C.A.T: Doğuma 14 gün gibi bir süre kaldı. çok az kaldı diyelim. İlk başta herkes beni çok korkuttu. Çok değişeceksin, duyguların değişecek ve çok farklı olacak dediler. Bende hiçbir şey değişmedi. Aynı Ceyda’yım. 9'uncu aydayım. Hamile olduğumu ben bile unutuyorum çünkü karnım 7,5 aylık gibi. İlk 3 ay çok zordu. Mide bulantılarım vardı ama onlar benim için çok büyük bir problem olmadı. Hamile olduğumu unutuyordum Buğra bana kızıyordu. Hamilesin yavaş hareket et, lütfen dinlen diye o yüzden güzel atlattım.

B.T: Beni de çok korkuttular Ceyda değişecek diye. Ben ondan daha çok stresliyim. Daha çok kaprisliyim. Hiçbir şey anlamadık. Çok güzel duygular bunlar. İyi bir baba olacağımı düşünüyorum. Bir kere vaktim var. Hafta sonlarımı ayırabilirim. Çalıştığım mesleğim çok uzun saatler gerektirmiyor. O yüzden çocukla güzel vakitler geçirebileceğimi düşüyor um, şanslıyım.



Hamilelikte nasıl beslendin? Doğumdan sonra Türkiye’de oyunculuğa devam edecek misin?

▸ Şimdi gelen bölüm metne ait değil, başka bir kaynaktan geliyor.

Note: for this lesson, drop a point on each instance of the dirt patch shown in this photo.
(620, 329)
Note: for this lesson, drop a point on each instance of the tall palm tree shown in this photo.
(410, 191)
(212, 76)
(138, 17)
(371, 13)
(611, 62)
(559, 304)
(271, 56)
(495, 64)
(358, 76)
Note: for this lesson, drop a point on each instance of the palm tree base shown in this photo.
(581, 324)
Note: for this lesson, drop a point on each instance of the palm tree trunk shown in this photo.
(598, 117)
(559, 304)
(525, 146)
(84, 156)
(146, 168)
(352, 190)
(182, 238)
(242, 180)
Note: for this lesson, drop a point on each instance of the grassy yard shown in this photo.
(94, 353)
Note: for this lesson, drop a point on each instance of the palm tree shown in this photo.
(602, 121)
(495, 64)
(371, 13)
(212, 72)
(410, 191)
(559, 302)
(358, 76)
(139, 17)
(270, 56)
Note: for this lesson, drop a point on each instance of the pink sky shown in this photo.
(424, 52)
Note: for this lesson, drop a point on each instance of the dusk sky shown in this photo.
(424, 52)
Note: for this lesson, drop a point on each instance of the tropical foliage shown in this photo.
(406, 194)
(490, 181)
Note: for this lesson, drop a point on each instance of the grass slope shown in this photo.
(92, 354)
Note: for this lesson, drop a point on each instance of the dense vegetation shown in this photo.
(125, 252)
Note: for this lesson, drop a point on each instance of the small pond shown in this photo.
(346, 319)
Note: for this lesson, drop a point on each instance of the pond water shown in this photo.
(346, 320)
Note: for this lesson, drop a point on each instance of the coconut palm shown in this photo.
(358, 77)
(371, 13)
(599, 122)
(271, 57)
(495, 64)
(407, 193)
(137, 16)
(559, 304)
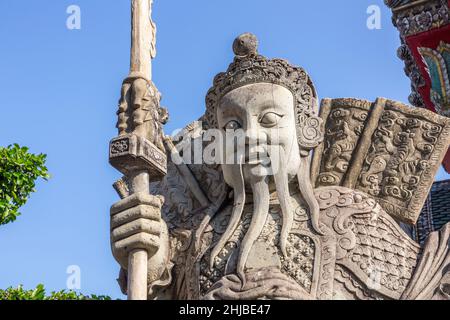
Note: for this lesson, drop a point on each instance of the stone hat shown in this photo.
(249, 67)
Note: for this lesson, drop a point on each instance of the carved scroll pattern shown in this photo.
(370, 244)
(401, 161)
(343, 129)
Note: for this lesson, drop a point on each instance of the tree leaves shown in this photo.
(39, 293)
(19, 171)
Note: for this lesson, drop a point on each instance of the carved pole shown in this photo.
(137, 151)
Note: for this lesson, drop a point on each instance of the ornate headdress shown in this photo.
(249, 67)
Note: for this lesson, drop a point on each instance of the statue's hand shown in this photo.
(136, 224)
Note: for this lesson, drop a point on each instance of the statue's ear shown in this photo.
(309, 131)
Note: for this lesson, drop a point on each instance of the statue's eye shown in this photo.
(232, 125)
(270, 119)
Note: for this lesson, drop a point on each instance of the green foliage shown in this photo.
(19, 171)
(39, 294)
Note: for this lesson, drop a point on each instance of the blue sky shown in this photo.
(59, 92)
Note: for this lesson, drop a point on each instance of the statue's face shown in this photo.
(265, 114)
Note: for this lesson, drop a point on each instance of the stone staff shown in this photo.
(138, 152)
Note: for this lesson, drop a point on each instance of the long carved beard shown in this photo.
(261, 199)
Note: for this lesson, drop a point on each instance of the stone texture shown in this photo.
(238, 234)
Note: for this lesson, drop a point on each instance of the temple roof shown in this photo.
(436, 211)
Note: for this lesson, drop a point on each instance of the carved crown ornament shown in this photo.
(249, 67)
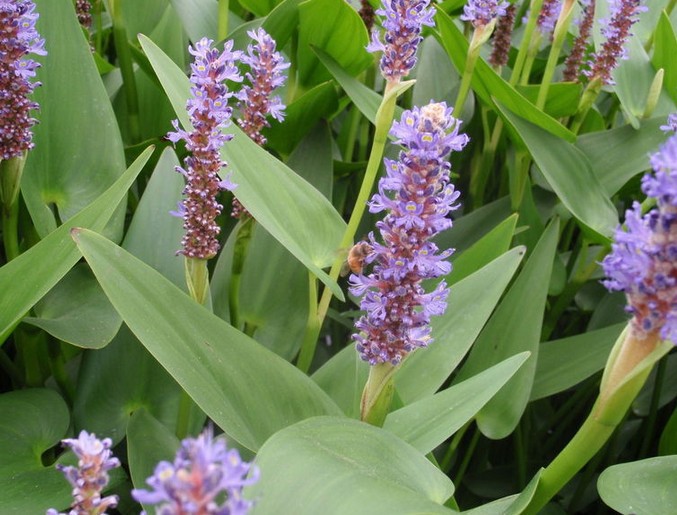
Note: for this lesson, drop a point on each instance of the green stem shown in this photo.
(223, 19)
(126, 69)
(312, 329)
(10, 231)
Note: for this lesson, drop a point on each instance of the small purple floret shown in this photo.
(209, 114)
(19, 38)
(483, 12)
(643, 260)
(403, 21)
(205, 478)
(90, 477)
(417, 197)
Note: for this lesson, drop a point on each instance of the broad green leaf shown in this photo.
(199, 18)
(290, 209)
(336, 28)
(645, 487)
(619, 154)
(565, 363)
(301, 116)
(148, 443)
(665, 50)
(77, 311)
(335, 466)
(490, 247)
(566, 169)
(26, 279)
(78, 151)
(427, 423)
(32, 421)
(489, 86)
(235, 381)
(514, 327)
(470, 303)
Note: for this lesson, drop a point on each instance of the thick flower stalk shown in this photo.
(503, 37)
(205, 478)
(482, 12)
(19, 38)
(90, 477)
(403, 22)
(573, 62)
(209, 114)
(417, 196)
(643, 262)
(623, 15)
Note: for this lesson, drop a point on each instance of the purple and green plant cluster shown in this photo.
(447, 282)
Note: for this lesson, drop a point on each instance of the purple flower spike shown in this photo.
(265, 75)
(403, 22)
(90, 477)
(624, 14)
(19, 38)
(483, 12)
(398, 309)
(209, 114)
(205, 478)
(643, 260)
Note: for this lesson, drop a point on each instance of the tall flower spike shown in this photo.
(573, 62)
(643, 261)
(623, 15)
(403, 22)
(502, 37)
(483, 12)
(209, 113)
(205, 478)
(90, 477)
(398, 310)
(19, 38)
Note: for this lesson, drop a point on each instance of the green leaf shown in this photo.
(336, 466)
(26, 279)
(566, 168)
(32, 421)
(665, 50)
(613, 168)
(235, 381)
(335, 27)
(69, 168)
(514, 327)
(427, 423)
(489, 86)
(77, 311)
(290, 209)
(645, 487)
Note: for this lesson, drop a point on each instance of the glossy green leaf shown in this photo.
(427, 423)
(514, 327)
(26, 279)
(199, 18)
(565, 363)
(336, 466)
(335, 27)
(301, 116)
(290, 209)
(68, 168)
(489, 86)
(665, 50)
(77, 311)
(645, 487)
(619, 154)
(566, 168)
(235, 381)
(32, 421)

C.A.T: Doktor ve diyetisyen kontrolündeyim. Normal hayatımda da çok sağlıklı beslendiğim için ve hayatımda abur cuburlar olmadığı için şanslıydım. Burada insanlar az kilo alsan niye az kilo aldın, çok kilo alsan niye çok kilo aldın diyorlar. Bu aslında insanların bünyesine göre farklı tepki veren bir durum. Toplamda 9 kilo aldım. İşlerim olduğu sürece hem Amerika'da hem İstanbul'dayım. Bu yüzden insanlar oyunculuğu bıraktığımı düşünüyor. Ama ben bıraktmadığımı 8 ay önce gösterdim. İstanbul'daydım dizi çekimleri için. Doğumdan sonra iyi bir proje olursa döneceğim.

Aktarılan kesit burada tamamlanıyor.